私の趣味からいうと、信号処理プログラミングはC言語よりC++言語のほうが向いています

抽象データ化
たとえばFIRフィルタを考えてみると、内部状態変数(バッファ)、係数配列、データポインタ、タップ数といった変数群が組で使われます。これらの組がフィルタの個数だけ存在し、初期化や場合によっては終了処理が必要になります。したがって、フィルタは抽象データ型とし、必要なメソッドとがっちり結合させるほうがすっきりします。
よりよい言語
名前空間がある、というそれだけでもC++言語を使う理由になります。

が、しかし。PizzaFactoryのExpress版はC++言語に対応しないとサポート掲示板で宣言がありました。お試し版の位置づけですからいたし方ありません。
C言語で行う擬似オブジェクト指向プログラミングについては、いくつもの方法が提案されています。これらについて検討してみましたが、FIRフィルタやオシレータといったソフトウェア部品の範疇に留まる限り、擬似OOPは弊害のほうが大きいという結論になりました。
擬似OOPの弊害をいかに説明します。まず、C++言語によるフィルタの例を見てください。runメソッドにより実際のフィルタリングを行います。引数は入力データ列、出力バッファ、処理するデータ個数です。
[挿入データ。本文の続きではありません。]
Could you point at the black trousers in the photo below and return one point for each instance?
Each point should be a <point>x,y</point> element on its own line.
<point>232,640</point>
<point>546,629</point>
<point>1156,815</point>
filter.run( input, output, 32 );

これをC言語の擬似OOPにすると次のようになります。

filter.run( &filter, input, output, 32 );

C++言語はデータ型に格納した関数へのポインタから関数呼び出しを行う際*1、関数にデータへのポインタを暗黙に渡してくれます。C言語にはこの機能はありません。そのため、runメソッドの引数として明示的にデータへのポインタを渡す必要があります。その結果、データを明示的に二度、示さなければなりません。その二つを間違えて違うものにする可能性は高いです。そして見つけにくいバグを引き起こします。
それならば、いっそ古典的に以下のようなものにしたほうがましです。

fir( &filter, input, output, 32 );

と、いうことで今後のソフトウェア開発は古典的な記法で進めることにしました。しかし名前空間が使えないのは残念だなぁ。